It's possible to brute force your way into solving a problem. But doing so leads to an inefficient solution.

One common inefficient, brute force method you might see in the wild is the notorious double loop.

```
function findpairs(arr, k) {
for (let i = 0; i < arr.length - 1; i++) {
for (let k = 1 + 1; i < arr.length; k++) {
}
}
}
```

It takes forever to go through every element in an array once, but twice? Forget about it.

Instead of using double loops, consider using what is affectionately known as "The Two Pointer Technique".

## What is a pointer?

In a for loop, the "i" value is the pointer i.e. it goes through each item in the array.

But we if have 2 pointers we can make different calculations based on the different pointers. It is also much faster than using two for loops as both pointers can move through the array at the same time (don't quote me on this part though).

In the example below, the carot symbol **(^)** is meant to visualize the two pointer concept.
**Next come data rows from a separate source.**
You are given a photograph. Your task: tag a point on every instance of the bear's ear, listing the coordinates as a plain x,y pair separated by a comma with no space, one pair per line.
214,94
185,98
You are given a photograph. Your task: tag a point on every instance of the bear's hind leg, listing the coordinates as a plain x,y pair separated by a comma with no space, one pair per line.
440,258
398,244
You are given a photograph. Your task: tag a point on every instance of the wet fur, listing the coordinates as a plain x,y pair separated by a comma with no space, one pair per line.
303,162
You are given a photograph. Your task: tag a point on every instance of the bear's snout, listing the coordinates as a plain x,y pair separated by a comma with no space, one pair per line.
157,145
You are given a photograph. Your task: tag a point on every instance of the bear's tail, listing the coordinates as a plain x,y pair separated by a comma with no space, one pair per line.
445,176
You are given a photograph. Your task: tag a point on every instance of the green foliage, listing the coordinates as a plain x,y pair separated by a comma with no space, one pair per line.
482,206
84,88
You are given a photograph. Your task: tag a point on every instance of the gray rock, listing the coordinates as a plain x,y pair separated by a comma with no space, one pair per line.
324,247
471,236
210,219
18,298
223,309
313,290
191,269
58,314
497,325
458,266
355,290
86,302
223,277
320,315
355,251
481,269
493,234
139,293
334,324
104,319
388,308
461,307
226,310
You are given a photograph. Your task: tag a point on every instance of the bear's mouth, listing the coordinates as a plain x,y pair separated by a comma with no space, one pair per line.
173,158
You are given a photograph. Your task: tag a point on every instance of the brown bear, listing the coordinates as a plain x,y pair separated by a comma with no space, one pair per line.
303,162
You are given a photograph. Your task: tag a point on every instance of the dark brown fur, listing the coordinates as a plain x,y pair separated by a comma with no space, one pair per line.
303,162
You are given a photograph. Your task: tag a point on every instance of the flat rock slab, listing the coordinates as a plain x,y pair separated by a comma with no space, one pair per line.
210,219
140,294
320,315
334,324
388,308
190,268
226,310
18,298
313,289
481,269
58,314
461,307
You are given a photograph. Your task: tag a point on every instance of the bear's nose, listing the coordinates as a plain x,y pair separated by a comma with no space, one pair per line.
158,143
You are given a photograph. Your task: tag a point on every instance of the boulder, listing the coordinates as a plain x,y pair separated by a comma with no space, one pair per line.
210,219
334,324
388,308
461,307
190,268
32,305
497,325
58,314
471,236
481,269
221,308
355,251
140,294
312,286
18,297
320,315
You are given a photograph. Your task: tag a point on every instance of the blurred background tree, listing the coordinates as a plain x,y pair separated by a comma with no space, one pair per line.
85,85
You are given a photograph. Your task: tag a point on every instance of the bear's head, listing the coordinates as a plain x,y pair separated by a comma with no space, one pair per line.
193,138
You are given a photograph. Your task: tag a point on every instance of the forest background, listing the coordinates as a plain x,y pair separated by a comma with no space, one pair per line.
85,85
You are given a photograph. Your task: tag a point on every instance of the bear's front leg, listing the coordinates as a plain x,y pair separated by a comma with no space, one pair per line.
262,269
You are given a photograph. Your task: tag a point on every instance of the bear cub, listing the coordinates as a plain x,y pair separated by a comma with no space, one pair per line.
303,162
The array is in ascending order, which means the first element is the minimum and the last is the max.

```
const arr = [ 1, 2, 3, 4, 5, 6]
^ ^
```

While there are perhaps thousands of different combinations of pointers, the most typical combination is to have one start at the beginning, and another to start at the end.

Let' see now how we can solve a simple problem using this two pointer method.

## The situation

We have an array that is sorted in ascending order, and we want to see if any pair of the elements in the array sum up to X.

```
const array = [1, 2, 3, 4, 5, 6, 7, 8]
^ ^
const x = 10
function findPairs(array, x) {
let start = 0; //set the first element
let end = array.length - 1; //set the last element
while (start < end) {
if (array[start] + array[end] === x) {
return true; //if any two elements equal x, we are done.
} else if (array[start] + array[end] < x) {
}
}
```

In the "else if" statement runs, we will change the first pointer to the next element in the array.

We will keep the second element in place, but need to increment the position (start++) of the first pointer.

```
const array = [1, 2, 3, 4, 5, 6, 7, 8]
^ ^
const x = 10
function findPairs(array, x) {
let start = 0; //set the first element
let end = array.length - 1; //set the last element
while (start < end) {
if (array[start] + array[end] === x) {
return true; //if any two elements equal x, we are done.
} else if (array[start] + array[end] < x) {
start++
}
}
}
```

## Don't forget your second pointer

This situation above, however, doesn't fully satisfy all conditions. While the array is sorted, if a number is missing from the array it will result in an infinite loop.

This is because once the first pointer has made it through the loop, it will continue to look for the missing number. This search, though, is in vain.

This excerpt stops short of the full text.